The centre ground. Many of those engaging with it will not have been aware that there were any doubts being expressed from anyone credible at all. But it is very huge that the mainstream BBC is giving it any attention. After the original trial most everyone in the media simply just put their hands over their ears and just kept repeating: Nothing To See Here. So this is a major step forward.
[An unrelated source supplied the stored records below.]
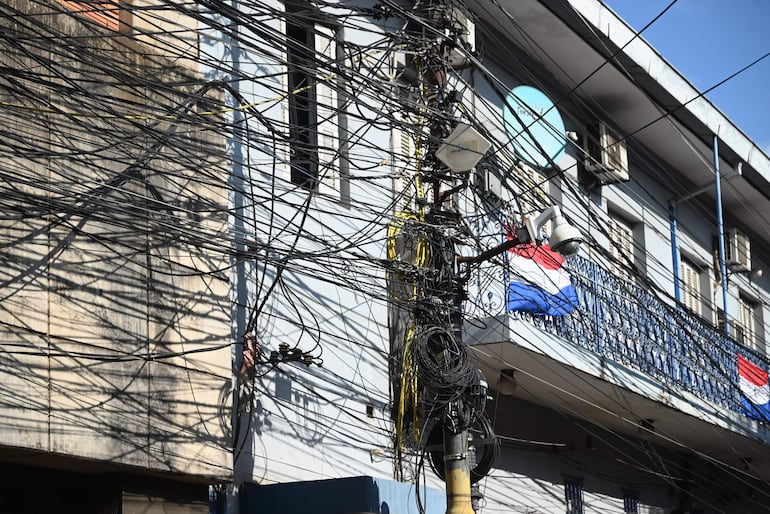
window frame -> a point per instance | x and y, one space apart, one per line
574 495
107 14
690 281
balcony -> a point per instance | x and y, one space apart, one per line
626 357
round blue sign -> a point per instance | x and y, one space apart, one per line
534 126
To me this reads a bit like a tentative and reluctant toe in the water (pushed a bit by all the excellent coverage in The Times and The Guardian (and therefore being obliged to address it) before eventually they go a bit further. They have explained, albeit briefly, the opposing statistical analysis, and made reference to Dr Shoo Lee's original paper and his dissent from the prosecutions findings of air embolism (although not including the crucial difference between pulmonary vascular air embolism and venous air embolism and neither have they included the Appeal Court's extremely peculiar permission of inaccurate scientific evidence and terminology to stand against that of the true expert in the field who was limited even in the scope of what he could argue. A strange sort of bloody-mindedness prevails our judicial system and it has been truly shocking to see, but I digress and it is too detailed to have included in a simple evaluative article I guess).
Overall I felt it wasn't too bad an article it fairer than I thought it would be!
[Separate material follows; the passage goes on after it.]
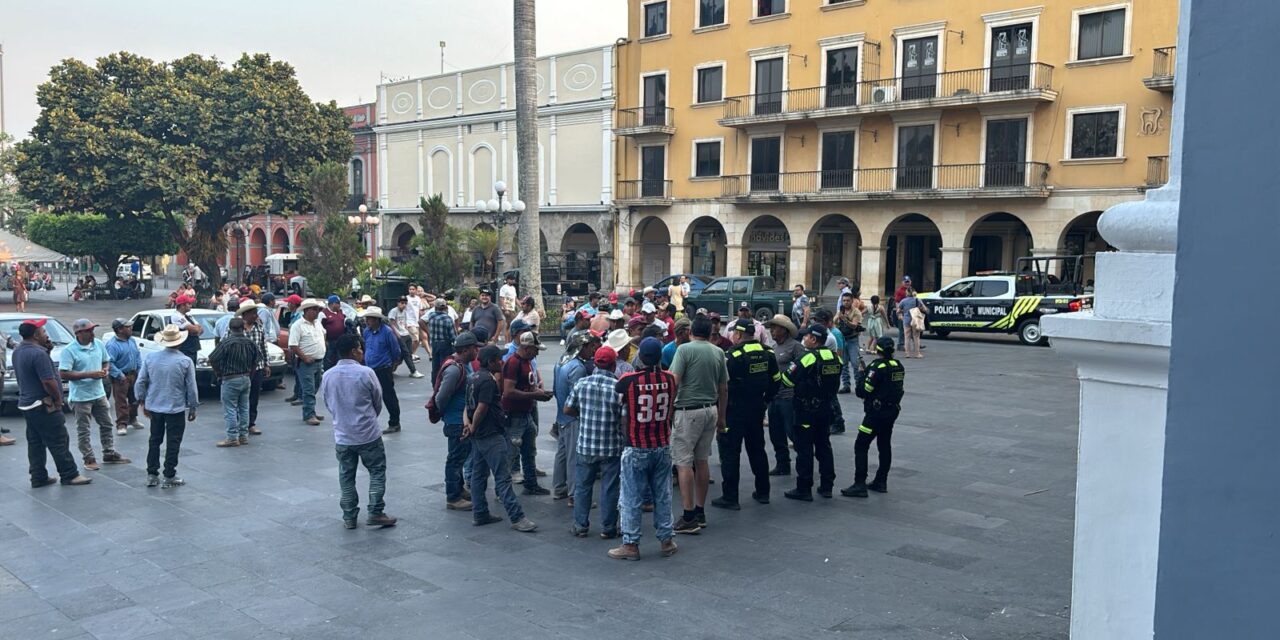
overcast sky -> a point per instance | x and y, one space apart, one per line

That said, it is getting rather frustrating now that people are still coming out with statements like this:
"A circumstantial case can be a powerful case but in order to understand it, you have to look at the totality.
"You can’t just pick one little bit and say, 'Oh look at that, that’s unreliable,' or 'That doesn’t prove anything'."
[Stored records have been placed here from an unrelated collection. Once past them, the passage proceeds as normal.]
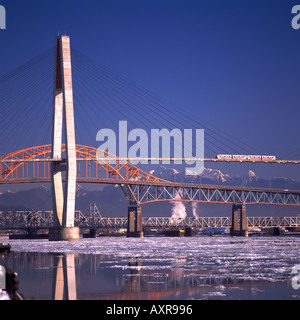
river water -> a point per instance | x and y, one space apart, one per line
157 268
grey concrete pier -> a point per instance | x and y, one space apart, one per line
239 229
63 117
135 225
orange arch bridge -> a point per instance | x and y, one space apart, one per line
33 165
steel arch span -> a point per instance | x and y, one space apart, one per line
33 165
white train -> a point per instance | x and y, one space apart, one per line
244 157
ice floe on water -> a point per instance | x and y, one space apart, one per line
221 259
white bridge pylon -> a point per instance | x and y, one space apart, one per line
63 117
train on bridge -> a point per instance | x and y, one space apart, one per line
239 157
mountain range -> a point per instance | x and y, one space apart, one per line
112 202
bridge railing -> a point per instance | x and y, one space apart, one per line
44 219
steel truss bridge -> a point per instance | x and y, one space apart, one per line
33 165
35 220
Firstly, we've gone beyond this now. No one is pointing to just one or two anomalies, and the circumstantial evidence is extremely weak and in the case of the staff rota based on such fallacious premise as you could not present in a university essay.
Also saying that 'the defence must have felt it wouldn't have helped her case to allow Dr Lee's evidence' in so casual and off-handed a manner illustrates all that is wrong with our current judicial system. A woman's life (and my personal view is that a person's reputation can be more precious than a life, because to be quoted forever as a killer past your death and into iniquity is something akin to the religious concept of the eternally burning fires of hell) is on the line.
Scientific evidence that might challenge and shed light, ACCURATE scientific evidence is what should always be heard. This was a case which should have included robust, independent, forensic scientific evidence via scientists and statisticians. Why does nobody appear to want this in our courts or why do we no expect it, especially in cases of this magnitude? Long retired doctors who aren't specialists in their field shouldn't be good enough. Call me naive, but I feel it ought to be mandatory. You have the prosecution with a ton of 'experts' on hand. The defence must call any able to present scientific evidence that is available to them. It should not be negotiable, how can we arrive at truth otherwise?
Simply I think her defence did not understand the evidence. Assumed the evidence for the defence was watertight. And thought she is going down, best just try for the lightest sentence possible or win the Jury round through sentiment, so Lucy, go on the stand and defend yourself and maybe appear sympathetic. Also bring the nice sounding Plumber in. Keep it simple. No need for all that extra confusion of counter scientific evidence when the prosecution have a lot. But who decides the worth and integrity of the evidence presented? And why cannot an expert in the very same field under discussion give testimony?